Riina Sikkut (Social Democrats), the recently-appointed Minister of Health and Labour, has said that in respect of Estonia's gender pay gap lies one peculiarity, which is that most (she put it at 85 per cent) of the reasons for the gap cannot be easily explained.
Speaking in an interview on ERR's Vikerradio, Mrs. Sikkut stated that there was no single answer to explain Estonia's pay gap, one of the highest in the EU at 20.9 per cent.
''If the reasons for lagging behind in the tables were clear, then we'd know what needed to be done,'' she said.
''However the peculiarity of Estonia is that only a small part of the payroll differences can be clearly explained,'' she went on.
According to Sikkut, about 15 per cent of difference can be explained, namely that men and women often tend to do different types of work; for instance it would be fair to say there are more women in the fields of education or social welfare, but more men involved in engineering or leadership positions, she stated.
Possible reasons behind the continuing gap
That still leaves 85 per cent 'unexplained', in the Minister's view.
''Neither the differences in sectors where men and women are to be found, nor their respective educational level or other objectively measurable skills can explain the lag,'' she went on.
''Clearly these are factors other than those on a person's CV,'' Sikkut explained, questioning whether it was a case of differing degrees of motivation and personal qualities which was behind the reasons for the continuing gap, or simply a question of straight discrimination.
Speculating further, Mrs.
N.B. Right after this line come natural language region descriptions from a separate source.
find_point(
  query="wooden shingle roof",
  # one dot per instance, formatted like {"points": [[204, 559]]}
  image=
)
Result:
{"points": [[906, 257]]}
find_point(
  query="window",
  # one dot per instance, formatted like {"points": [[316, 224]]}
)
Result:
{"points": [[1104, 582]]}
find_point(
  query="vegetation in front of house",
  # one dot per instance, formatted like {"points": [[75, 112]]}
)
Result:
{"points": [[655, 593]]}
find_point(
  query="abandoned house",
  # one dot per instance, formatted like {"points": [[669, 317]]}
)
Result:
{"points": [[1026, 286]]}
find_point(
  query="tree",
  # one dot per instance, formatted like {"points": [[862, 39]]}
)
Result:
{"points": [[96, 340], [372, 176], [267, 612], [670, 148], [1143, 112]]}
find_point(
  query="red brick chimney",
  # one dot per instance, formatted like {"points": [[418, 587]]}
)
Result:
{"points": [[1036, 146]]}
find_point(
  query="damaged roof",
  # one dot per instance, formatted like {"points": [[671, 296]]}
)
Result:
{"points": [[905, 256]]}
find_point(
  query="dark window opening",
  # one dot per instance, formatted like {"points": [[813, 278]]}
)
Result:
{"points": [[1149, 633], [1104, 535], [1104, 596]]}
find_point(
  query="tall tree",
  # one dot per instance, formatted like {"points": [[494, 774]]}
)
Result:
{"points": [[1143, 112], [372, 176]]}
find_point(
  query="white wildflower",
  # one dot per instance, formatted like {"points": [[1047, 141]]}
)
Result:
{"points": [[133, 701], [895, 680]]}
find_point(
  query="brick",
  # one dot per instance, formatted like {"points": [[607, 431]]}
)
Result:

Sikkut stressed that there was often no premeditated discrimination involved, just a case of recruitment parameters being as they are, ie. employers aren't looking specifically for a man or woman, won't pay above 1,000 per month for the role etc.
She also pointed out that prevailing attitudes to differing positions had an effect: ''If certain roles have traditionally attracted primarily men, then it becomes a norm that men will largely be recruited to the role,'' she went on.
Whereas work conditions may have changed dramatically, it is not necessarily the case that employer attitudes towards recruitment, wages etc. have changed in line with that, she averred.
This is in spite of the fact that employers and businesses have been obliged by law to grant equal pay for equal work.
What needs to change and how
According to the Minister about a third of companies in Estonia have negotiable salaries, and about a half have fixed salary budgets in place.
She added that a transparency in pay scales within a company is likely to lead to a more friendly, equitable and comprehensible culture among employees.
According to Sikkut, the public sector is to blaze the trail on the issue. A draft bill if passed will require close monitoring of pay in the public sector, starting from 2020, it was reported.
Riina Sikkut became Minister for Health and Labour at the beginning of May, replacing party leader Jevgeni Ossinovski in the role.